Nürnberg (D-AH) - Die regelmäßige Überprüfung der Elektro-Anlage eines Hauses kann den Mietern per Betriebskostenabrechnung in Rechnung gestellt werden. Denn dabei handelt es sich nach Auffassung des Bundesgerichtshofs (Az. VIII ZR 123/06) nicht um Instandsetzungs- oder Wartungsarbeiten, für die laut Gesetz der Vermieter selbst aufkommen müsste. Das Umlageverfahren sei auch dann rechtens, wenn die Überprüfung nur im Abstand mehrerer Jahre stattfindet, berichtet die telefonische Rechtsberatung der Deutschen Anwaltshotline. Für eine solche wiederkehrende Belastung käme auch ein mehrjähriger Turnus in Frage.

Voraussetzung für das Überwälzen dieser Ausgaben auf die Mieter ist allerdings ist, dass dieser Posten in den geltenden Mietverträgen bei den sonstigen Betriebskosten aufgelistet wurde. Und dass der Vermieter dabei das Wirtschaftlichkeitsgebot beachtet - also keine überflüssigen Maßnahmen auf Kosten der Mieter in Auftrag gibt.

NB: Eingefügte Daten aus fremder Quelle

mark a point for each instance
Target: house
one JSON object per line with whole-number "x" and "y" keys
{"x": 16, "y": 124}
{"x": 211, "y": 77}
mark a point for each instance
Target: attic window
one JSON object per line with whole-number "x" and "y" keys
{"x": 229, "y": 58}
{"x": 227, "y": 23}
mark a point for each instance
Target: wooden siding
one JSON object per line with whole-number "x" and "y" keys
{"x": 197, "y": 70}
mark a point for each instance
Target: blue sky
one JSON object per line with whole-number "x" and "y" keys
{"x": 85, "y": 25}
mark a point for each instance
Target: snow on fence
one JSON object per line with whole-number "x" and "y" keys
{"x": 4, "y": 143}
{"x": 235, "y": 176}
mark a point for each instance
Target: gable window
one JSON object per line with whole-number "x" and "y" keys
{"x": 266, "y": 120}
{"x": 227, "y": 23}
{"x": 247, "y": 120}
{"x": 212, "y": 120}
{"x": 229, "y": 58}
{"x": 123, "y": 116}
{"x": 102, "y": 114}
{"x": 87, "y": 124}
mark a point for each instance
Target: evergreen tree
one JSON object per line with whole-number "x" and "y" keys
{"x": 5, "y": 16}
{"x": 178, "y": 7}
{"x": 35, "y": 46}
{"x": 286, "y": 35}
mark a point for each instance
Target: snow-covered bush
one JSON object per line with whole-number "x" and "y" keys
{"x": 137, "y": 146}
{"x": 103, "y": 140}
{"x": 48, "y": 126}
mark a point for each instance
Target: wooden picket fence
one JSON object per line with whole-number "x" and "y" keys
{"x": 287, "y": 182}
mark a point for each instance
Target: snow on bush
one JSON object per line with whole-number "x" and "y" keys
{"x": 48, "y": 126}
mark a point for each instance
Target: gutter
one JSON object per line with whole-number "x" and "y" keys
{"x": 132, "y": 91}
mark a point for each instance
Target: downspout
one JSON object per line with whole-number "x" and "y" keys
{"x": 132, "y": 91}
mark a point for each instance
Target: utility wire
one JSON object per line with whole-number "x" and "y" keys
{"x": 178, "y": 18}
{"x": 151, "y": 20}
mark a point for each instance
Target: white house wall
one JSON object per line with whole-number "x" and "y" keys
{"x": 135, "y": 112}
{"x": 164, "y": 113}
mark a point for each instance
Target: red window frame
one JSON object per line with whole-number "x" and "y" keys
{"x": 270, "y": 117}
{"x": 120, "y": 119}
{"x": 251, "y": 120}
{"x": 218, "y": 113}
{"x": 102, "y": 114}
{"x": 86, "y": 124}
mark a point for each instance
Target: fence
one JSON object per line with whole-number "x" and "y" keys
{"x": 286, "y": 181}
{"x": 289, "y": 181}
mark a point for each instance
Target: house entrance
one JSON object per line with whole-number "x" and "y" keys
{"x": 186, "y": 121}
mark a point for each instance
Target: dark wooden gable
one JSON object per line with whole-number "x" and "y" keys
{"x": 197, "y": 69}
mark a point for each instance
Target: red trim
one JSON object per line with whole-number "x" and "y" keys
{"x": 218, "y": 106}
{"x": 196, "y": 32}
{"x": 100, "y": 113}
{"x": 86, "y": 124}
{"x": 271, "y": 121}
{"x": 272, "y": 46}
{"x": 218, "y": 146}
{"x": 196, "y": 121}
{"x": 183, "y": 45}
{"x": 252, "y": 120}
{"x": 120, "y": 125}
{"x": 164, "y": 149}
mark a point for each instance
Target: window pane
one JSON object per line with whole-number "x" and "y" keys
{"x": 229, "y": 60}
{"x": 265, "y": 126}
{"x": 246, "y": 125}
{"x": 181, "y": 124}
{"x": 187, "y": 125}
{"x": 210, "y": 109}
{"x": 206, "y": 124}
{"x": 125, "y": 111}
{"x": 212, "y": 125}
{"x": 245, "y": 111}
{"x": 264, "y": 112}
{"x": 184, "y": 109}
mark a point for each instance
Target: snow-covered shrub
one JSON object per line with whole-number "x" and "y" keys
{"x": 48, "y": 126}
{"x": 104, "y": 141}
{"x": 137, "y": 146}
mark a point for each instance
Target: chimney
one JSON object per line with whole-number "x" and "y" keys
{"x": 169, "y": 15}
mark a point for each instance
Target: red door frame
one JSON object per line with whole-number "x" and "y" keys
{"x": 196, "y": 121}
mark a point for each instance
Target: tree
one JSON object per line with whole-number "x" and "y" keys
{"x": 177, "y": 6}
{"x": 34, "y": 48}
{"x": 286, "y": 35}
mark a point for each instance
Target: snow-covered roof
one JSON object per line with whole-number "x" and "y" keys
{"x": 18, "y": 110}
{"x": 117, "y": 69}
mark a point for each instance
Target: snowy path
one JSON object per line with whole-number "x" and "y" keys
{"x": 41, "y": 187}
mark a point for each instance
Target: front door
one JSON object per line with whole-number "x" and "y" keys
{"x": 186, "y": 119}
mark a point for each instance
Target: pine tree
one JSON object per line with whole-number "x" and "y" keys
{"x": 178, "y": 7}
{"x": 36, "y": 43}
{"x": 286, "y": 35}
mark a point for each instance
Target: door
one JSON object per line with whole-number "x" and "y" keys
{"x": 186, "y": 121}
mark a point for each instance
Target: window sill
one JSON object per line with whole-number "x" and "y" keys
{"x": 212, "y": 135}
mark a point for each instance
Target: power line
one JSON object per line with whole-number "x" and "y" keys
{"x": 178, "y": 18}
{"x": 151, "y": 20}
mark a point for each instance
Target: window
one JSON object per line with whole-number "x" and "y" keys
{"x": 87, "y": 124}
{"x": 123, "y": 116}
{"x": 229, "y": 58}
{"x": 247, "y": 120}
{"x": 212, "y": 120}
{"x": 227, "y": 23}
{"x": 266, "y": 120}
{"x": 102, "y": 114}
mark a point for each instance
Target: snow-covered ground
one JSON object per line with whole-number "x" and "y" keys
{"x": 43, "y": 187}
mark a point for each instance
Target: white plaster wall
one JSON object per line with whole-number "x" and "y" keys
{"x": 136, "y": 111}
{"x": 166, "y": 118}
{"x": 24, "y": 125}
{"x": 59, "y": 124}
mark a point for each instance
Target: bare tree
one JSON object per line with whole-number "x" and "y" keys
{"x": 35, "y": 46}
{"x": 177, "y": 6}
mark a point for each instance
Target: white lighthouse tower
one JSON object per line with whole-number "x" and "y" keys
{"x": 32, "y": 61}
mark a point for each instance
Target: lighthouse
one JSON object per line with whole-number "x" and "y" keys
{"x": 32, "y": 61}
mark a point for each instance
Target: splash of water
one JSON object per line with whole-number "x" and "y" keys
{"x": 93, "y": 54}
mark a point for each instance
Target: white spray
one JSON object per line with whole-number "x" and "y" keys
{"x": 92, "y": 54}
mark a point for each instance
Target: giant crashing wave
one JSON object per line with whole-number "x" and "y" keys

Das traf aber im vorliegenden Fall offensichtlich nicht zu, da der Hausbesitzer sich an den Unfallverhütungsvorschriften der Berufsgenossenschaften orientiert und mit der Revision der E-Anlage nur die dort vorgesehenen Maßnahmen zur Schadensverhütung veranlasst hatte, erklärt der Rechtsanwalt. Und die klagewütige Mieterin kommt in dritter und höchster Instanz also nicht umhin, die Nachforderung ihres Vermieters in Höhe von ganzen 22,65 Euro doch bezahlen zu müssen.